Although pDockQ2, in general, correlates well with DockQ_i, for some models, the difference is large, i.e. some wrong models are predicted to be good or vice versa, and we took a further step on the possible reasons to explain these outliers. Using pDockQ2 < 0.1 and DockQ_i > 0.6 resulted in 55 interfaces. By comparing different metrics, we found that these models have a considerable length difference between the SEQRES sequences and the PDB sequences (P < .01 obtained using Mann–Whitney T-test) (see Supplementary Fig. S8). An example (PDB 6XWT) is shown in Supplementary Fig. S9A. The total SEQRES length of this hexamer is 2514 residues, whereas the PDB sequence length is only 352 residues. AlphaFold-Multimer successfully predicts the part of all chains which are aligned to the native structure well, and this produces min DockQ_i of 0.614. However, the overall estimation of the prediction gives low confidence, although pDockQ2 only utilizes the residues in the interface. Further, two out of six interfaces have an average interface pLDDT below 50. Though the partial prediction might be correct, the confidence of the whole predicted model would be affected. Thus, the min pDockQ2 over all the interfaces for this prediction is 0.011.

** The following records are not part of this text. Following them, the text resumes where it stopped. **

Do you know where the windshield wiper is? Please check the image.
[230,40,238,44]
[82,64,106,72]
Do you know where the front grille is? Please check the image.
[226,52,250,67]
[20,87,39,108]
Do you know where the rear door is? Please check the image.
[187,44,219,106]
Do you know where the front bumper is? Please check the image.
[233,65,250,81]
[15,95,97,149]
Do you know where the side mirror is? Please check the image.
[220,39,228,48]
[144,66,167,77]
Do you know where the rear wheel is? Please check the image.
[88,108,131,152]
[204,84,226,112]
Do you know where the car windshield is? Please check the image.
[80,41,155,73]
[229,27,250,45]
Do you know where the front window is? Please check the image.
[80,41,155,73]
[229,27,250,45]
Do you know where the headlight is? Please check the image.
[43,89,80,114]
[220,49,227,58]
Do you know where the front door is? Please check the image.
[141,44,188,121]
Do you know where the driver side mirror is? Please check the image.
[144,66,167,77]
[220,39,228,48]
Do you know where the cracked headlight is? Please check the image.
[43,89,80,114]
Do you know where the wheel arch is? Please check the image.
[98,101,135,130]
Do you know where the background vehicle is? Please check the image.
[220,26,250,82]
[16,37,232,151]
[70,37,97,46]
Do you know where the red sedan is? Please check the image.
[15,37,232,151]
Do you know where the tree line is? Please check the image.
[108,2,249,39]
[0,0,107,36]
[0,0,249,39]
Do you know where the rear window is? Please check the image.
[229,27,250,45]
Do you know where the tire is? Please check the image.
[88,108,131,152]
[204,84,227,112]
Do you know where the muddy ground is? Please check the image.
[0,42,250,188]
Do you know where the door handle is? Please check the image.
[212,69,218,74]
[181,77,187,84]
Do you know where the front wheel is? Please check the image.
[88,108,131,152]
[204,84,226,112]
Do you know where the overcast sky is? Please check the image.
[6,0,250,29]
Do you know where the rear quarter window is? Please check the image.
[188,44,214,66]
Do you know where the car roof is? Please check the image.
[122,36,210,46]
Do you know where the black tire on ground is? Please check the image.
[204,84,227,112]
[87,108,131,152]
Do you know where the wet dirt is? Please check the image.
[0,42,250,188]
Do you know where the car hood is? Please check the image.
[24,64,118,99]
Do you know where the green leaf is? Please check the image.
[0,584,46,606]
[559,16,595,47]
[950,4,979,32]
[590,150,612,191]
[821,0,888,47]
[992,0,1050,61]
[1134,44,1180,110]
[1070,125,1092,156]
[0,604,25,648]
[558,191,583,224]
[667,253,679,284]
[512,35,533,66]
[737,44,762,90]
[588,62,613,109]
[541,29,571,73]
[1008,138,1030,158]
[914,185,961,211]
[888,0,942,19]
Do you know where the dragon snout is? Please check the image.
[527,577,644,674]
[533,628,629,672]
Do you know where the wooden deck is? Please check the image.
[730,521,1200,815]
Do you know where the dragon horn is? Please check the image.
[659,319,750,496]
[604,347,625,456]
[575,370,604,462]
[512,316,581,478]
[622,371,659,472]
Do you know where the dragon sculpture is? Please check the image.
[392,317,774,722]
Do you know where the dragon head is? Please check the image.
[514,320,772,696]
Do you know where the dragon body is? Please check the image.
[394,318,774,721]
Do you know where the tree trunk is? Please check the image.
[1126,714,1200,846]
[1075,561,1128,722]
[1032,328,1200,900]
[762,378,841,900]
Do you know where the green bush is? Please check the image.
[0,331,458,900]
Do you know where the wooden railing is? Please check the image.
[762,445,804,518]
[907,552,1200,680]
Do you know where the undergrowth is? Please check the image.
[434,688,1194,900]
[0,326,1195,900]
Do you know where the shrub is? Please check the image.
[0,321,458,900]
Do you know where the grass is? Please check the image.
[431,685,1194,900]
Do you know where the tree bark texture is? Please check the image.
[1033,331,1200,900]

We found that 72 predicted interfaces are the extreme cases with high pDockQ2 (>0.8) but low DockQ_i (<0.1). By manually checking those cases, the most prominent finding is that usually individual chains are predicted quite accurately, but the docking positions are wrong compared with the native structures. However, the high pDockQ2 values indicate that AlphaFold-Multimer is quite confident regarding the interface residues. Apart from this, 79% of the pTM scores for the complexes are above 0.8. Thus, other possible explanations might be needed. For example, the number of residues in contacts at the interface in the native structure of PDB 6JBD (Supplementary Fig. S5B) and PDB 5XLL (Supplementary Fig. S9C) is far fewer than those in the AlphaFold-Multimer prediction. We checked the original reference paper for the structure (Kita et al. 2020). We found that the dimer was cut out of a crystallization structure of pantoate kinase, which has 2-fold homodimers. The AlphaFold-Multimer prediction gives the homodimer interface if one cuts the tetramer along the active binding site. In other words, the biological assembly from PDB might not represent the only biological assembly. In total, we encounter 65 such cases from 31 predicted models, which might be interesting to examine in detail (Supplementary Table S7).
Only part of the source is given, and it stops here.